Какая страшная мысль, что не только Левине, но и мы, беспартийные организаторы благотворительных Гейдельбергских вечеров, во всем, что случилось с Россией, виноваты. Мы, конечно, хорошо знали, что выручаемые деньги поступают «в распоряжение революционных партий», но над смыслом этих слов не задумывались. Не задумывались над ним, в конце концов, и сами партийцы; суетливо, но не без важности живя своею «идейной» жизнью, — собраниями, прениями, рассылкой литературы — они образа той революции, которую готовили, перед собою не видели. Если бы их глазам хотя бы на минуту предстала возможность того, что сталось с Россией, на наших благотворительных вечерах вряд ли могло господствовать то задушевно–обывательское веселье, которое по своему психологическому тембру мало чем отличалось от обычных провинциальных вечеринок.

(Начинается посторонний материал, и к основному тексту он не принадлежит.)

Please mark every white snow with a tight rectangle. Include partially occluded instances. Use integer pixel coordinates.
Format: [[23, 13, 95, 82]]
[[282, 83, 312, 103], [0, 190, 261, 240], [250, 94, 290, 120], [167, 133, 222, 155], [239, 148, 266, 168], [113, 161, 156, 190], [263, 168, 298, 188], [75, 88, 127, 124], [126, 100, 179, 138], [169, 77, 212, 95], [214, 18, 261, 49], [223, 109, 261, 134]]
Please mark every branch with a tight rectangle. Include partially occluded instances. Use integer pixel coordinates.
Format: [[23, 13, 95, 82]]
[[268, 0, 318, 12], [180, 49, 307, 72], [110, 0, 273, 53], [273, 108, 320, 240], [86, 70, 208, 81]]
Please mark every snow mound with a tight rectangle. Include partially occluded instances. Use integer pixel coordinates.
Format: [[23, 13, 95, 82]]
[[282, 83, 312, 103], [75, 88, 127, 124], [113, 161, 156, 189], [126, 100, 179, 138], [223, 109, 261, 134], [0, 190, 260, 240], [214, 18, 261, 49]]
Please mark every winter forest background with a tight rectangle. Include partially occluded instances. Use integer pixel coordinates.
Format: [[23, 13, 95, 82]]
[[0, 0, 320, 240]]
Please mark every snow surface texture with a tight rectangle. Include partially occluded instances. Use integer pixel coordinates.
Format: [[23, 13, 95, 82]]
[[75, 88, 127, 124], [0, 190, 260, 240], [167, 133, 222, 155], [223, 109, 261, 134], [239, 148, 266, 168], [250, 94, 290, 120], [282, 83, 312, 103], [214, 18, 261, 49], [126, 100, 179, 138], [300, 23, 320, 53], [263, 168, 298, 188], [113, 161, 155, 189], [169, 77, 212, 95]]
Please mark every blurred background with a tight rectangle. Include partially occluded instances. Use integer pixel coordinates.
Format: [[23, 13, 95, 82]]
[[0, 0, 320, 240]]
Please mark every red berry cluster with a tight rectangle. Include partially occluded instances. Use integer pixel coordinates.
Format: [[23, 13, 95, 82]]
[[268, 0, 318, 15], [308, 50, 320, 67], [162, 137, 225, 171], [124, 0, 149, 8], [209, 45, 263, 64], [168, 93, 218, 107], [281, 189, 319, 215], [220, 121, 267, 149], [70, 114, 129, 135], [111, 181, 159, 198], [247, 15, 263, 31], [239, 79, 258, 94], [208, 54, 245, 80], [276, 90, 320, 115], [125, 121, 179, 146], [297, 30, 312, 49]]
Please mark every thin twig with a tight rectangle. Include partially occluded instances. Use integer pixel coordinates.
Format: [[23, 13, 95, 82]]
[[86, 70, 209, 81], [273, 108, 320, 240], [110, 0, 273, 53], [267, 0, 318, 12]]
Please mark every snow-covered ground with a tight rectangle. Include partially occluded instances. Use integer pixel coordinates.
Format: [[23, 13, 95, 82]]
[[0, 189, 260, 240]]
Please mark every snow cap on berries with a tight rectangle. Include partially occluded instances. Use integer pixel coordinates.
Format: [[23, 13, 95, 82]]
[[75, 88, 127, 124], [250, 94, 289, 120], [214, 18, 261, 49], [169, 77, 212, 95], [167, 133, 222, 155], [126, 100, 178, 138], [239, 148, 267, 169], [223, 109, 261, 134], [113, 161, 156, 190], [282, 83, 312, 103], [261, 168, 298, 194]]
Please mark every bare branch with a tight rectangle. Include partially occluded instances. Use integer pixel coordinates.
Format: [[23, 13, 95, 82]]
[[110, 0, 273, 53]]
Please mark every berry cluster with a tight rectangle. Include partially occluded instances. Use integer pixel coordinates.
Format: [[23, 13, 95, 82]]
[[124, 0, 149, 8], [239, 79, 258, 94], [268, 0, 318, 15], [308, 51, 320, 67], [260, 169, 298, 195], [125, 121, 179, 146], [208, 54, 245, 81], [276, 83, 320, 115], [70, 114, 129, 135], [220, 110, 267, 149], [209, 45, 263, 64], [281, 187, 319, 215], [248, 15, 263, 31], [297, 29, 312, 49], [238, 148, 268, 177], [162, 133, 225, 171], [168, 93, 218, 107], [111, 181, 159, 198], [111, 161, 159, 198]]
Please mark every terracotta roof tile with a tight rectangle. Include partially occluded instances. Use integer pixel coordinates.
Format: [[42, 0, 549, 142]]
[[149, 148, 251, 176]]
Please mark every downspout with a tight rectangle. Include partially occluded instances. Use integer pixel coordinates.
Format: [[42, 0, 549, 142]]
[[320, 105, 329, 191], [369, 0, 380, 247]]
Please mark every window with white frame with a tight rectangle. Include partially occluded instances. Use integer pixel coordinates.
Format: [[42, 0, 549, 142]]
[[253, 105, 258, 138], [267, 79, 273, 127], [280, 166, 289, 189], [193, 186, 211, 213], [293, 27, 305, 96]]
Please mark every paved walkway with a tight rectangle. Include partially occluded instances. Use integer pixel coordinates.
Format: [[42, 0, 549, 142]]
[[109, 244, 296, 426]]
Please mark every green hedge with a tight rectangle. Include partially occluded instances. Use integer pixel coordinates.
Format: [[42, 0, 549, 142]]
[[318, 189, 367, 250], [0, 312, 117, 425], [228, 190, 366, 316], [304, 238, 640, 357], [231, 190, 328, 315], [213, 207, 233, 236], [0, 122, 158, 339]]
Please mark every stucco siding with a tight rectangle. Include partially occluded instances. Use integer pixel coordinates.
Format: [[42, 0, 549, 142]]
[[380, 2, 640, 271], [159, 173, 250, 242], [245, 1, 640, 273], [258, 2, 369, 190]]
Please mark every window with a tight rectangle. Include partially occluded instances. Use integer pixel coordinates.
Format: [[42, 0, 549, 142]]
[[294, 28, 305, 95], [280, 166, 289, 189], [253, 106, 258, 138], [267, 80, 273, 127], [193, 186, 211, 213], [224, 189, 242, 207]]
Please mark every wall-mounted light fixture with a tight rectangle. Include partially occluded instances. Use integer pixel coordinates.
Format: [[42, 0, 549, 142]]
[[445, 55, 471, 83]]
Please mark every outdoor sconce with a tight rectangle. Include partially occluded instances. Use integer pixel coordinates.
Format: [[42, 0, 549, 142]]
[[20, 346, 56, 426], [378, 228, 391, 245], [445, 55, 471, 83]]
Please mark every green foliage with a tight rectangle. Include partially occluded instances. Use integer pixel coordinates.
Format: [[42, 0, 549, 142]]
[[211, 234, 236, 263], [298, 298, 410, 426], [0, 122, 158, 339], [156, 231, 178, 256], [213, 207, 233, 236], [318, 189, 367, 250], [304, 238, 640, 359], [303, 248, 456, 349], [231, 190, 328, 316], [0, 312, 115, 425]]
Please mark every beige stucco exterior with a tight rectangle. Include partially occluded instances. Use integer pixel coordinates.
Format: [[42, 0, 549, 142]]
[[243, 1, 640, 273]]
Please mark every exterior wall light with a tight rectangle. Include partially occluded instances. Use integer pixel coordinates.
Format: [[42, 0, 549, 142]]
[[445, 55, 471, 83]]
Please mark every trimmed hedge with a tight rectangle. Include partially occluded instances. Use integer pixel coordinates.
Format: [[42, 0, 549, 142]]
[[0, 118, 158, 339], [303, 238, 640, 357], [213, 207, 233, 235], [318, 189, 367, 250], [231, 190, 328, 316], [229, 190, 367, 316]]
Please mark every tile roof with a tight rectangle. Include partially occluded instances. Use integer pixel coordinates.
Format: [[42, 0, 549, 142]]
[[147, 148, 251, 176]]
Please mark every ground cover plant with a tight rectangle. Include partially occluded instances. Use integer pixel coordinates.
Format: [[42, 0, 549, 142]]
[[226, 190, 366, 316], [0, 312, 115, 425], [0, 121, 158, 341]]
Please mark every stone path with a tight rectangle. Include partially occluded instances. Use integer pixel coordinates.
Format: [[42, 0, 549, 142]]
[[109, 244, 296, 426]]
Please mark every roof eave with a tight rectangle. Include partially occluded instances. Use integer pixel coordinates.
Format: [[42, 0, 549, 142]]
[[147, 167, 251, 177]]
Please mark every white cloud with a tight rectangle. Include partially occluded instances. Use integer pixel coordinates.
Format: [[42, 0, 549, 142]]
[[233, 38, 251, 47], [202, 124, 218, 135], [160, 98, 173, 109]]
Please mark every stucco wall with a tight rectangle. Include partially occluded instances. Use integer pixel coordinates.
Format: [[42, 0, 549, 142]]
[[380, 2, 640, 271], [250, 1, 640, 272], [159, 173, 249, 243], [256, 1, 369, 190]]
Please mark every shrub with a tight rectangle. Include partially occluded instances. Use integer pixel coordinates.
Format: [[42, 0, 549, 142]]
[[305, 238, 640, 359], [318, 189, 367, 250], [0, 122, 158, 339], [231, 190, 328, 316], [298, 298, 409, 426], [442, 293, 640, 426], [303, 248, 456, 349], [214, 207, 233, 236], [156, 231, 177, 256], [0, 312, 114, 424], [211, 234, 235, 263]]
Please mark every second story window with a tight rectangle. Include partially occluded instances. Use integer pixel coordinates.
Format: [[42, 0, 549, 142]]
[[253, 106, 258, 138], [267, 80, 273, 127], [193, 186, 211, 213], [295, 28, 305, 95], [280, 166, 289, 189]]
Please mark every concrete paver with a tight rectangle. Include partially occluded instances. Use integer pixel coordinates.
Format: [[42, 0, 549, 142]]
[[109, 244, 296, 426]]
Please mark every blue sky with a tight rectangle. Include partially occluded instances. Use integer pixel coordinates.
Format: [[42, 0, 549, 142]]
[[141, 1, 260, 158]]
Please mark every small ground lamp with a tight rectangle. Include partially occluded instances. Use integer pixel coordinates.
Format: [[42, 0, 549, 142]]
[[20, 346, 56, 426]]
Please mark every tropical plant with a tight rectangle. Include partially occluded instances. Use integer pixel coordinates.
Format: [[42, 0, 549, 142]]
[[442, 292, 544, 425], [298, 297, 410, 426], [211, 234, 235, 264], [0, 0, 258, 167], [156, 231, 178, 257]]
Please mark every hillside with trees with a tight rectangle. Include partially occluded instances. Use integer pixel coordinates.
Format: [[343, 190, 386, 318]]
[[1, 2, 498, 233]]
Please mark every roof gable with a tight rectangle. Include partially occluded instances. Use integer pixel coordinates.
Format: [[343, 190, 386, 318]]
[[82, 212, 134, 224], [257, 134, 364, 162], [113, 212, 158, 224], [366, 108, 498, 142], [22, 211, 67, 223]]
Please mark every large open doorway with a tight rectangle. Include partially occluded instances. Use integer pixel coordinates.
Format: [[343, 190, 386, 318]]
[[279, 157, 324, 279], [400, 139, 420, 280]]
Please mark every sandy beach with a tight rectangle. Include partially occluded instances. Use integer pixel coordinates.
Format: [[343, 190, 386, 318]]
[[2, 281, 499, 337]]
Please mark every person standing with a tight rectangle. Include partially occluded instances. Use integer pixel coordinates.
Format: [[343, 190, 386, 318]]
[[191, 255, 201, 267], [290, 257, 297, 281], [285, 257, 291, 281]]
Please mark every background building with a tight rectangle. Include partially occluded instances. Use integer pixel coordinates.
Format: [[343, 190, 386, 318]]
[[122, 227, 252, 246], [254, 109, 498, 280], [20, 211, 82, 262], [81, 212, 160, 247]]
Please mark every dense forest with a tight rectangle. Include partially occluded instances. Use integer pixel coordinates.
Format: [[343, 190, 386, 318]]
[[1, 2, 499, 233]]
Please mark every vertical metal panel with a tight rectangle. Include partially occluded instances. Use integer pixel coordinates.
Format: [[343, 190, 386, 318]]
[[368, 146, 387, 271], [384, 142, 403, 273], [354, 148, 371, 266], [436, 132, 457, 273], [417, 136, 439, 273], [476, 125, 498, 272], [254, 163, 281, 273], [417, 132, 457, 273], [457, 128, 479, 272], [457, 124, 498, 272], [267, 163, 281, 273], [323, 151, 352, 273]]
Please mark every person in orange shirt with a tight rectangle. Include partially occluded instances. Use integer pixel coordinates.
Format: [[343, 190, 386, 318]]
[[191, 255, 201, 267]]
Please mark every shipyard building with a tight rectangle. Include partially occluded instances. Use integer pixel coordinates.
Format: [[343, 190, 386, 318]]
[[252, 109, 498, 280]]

Так же, как в Калуге или Коломне, под жиденький оркестрик в пять человек, кружились мечтательно вальсирующие пары. Под оглушительные французские возгласы так же путанно выделывала свои фигуры лихая кадриль и несся по залу бешеный галоп. Для мазурки и венгерки у немецких музыкантов не хватало темперамента. Тогда поддать пару за рояль садился, похожий на Антона Рубинштейна, Джемс Шерешевский. Топот, шарк и скок сразу же усиливались. Печальноокий армянин Телетов, талантливый молодой ученый со слегка седеющими висками, изящно чертил миниатюрнейшей ножкой блестящий паркет зала. Пышным, тюлевым колоколом плыла рядом с ним его дама, желто–розовая, как марципанное яблоко, Сонечка Левине. Острым циркулем выкидывал в стороны свои длиннейшие ноги, задушенный крахмалом председатель читалки Товбин, вислощекий, вислоносый юноша с совершенно заросшим густым волосом лбом. Широкою «московскою масленицей» скользил по залу, счастливый своим артистическим успехом уже сильно подвыпивший Поляков, большой специалист по части мазурки и венгерки. Аристократический Три–фон–Трапезников не танцевал, т. е. не прыгал и не крутился. Под размеренно мелодичные звуки па–де–катр или миньон, он с неподражаемым старомодно–декадентским изяществом ритмически прогуливался по залу с самою изящною дамою вечера. В остальное же время сидел за шампанским с Катарджи и балтийским бароном, развлекая себя и своих собеседников меткими замечаниями по поводу «веселящейся революции».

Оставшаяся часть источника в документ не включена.